In het provinciale streekplan/structuurvisie en de streekplanuitwerking Waardevolle landschappen zijn deze kwaliteiten verder uitgewerkt. Voor een uitwerking van deze kernkwaliteiten wordt verwezen naar de relevante delen van het gemeentelijke Landschapsontwikkelingsplan
Als we de beschreven landschappelijke kwaliteiten vertalen naar dit bestemmingsplan, wordt het volgende geconstateerd. Het perceel Schoolweg 4-6 ligt in waardevol landschap. De planwijziging heeft geen negatieve gevolgen op de landschappelijke kwaliteiten. Een extra investering in landschappelijke inpassing is niet nodig, aangezien het perceel reeds goed is ingepast.

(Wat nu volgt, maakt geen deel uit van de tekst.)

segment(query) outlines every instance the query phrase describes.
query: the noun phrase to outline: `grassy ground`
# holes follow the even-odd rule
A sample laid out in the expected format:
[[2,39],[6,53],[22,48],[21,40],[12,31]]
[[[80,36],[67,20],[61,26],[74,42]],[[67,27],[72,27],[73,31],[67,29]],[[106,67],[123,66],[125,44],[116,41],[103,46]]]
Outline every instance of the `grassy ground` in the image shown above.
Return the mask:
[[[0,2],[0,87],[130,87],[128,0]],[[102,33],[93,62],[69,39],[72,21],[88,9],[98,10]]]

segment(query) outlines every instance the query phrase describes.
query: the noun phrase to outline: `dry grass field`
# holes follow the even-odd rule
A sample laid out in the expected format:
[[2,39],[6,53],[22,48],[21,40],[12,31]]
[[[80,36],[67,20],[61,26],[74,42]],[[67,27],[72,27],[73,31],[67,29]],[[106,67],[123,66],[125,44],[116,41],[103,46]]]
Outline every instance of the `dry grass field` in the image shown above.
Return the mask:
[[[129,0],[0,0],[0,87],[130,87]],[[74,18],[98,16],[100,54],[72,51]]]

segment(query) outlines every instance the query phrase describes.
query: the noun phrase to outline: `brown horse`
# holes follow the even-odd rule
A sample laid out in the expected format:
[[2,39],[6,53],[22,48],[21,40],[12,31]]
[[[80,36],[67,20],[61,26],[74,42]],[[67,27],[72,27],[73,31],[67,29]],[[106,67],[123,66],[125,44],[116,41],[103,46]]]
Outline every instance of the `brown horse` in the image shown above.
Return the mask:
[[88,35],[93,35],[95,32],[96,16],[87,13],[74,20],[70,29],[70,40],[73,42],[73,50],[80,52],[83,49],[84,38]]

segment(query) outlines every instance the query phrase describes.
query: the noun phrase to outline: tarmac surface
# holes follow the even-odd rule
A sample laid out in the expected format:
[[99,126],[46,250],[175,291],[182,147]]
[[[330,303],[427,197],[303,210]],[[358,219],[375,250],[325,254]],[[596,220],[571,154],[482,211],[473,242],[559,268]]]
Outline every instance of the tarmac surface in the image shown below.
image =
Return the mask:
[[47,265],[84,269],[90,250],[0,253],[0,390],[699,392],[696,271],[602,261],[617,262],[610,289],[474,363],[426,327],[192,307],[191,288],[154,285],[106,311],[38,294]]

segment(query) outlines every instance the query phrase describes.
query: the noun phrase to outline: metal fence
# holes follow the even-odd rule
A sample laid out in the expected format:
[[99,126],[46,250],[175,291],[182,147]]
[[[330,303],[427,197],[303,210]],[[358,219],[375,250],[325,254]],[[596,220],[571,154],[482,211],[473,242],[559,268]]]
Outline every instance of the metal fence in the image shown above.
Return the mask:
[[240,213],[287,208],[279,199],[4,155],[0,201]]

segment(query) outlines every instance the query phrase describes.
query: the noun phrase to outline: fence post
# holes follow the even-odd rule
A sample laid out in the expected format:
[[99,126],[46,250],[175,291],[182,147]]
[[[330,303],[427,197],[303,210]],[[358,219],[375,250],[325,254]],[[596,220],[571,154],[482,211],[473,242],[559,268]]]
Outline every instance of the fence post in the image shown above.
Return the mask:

Om de landschappelijke waarden ook in de toekomst te beschermen, wordt in de planregels opnieuw de gebiedsaanduiding waardevol landschap opgenomen.
Luchtkwaliteit
Bij de start van een project wordt onderzocht of het project van invloed is op de luchtkwaliteit. Bij toepassing van de Niet In Betekende Mate (NIBM) systematiek is artikel 2 van het Besluit NIBM relevant. Dat geeft aan dat aannemelijk gemaakt moet worden, dat de 3% respectievelijk 1% grens niet wordt overschreden. Als de grens niet wordt overschreden is het project NIBM.
Het project leidt niet tot een toename van verkeersbewegingen of een toename van relevante emissies. In dit geval is geen verkeersaantrekkende werking van de realisering van de 2 woningen te verwachten en dus ook geen verslechtering van de luchtkwaliteit.
Op grond van het bovengenoemde hoeft voor het project geen nader onderzoek plaats te vinden en mag er zonder meer van worden uitgegaan dat deze bijdrage NIBM is.
Geluid
Aangezien er door een wijziging geen verkeersaantrekkende werking aanwezig is en geen industrielawaai nabij is gelegen, bestaan er op het aspect van geluid geen belemmeringen.
Externe veiligheid
Er bevinden zich geen inrichtingen, leidingen, of transportroutes voor gevaarlijke stoffen nabij het plangebied. De externe veiligheid is bij dit plan dan ook niet in het geding.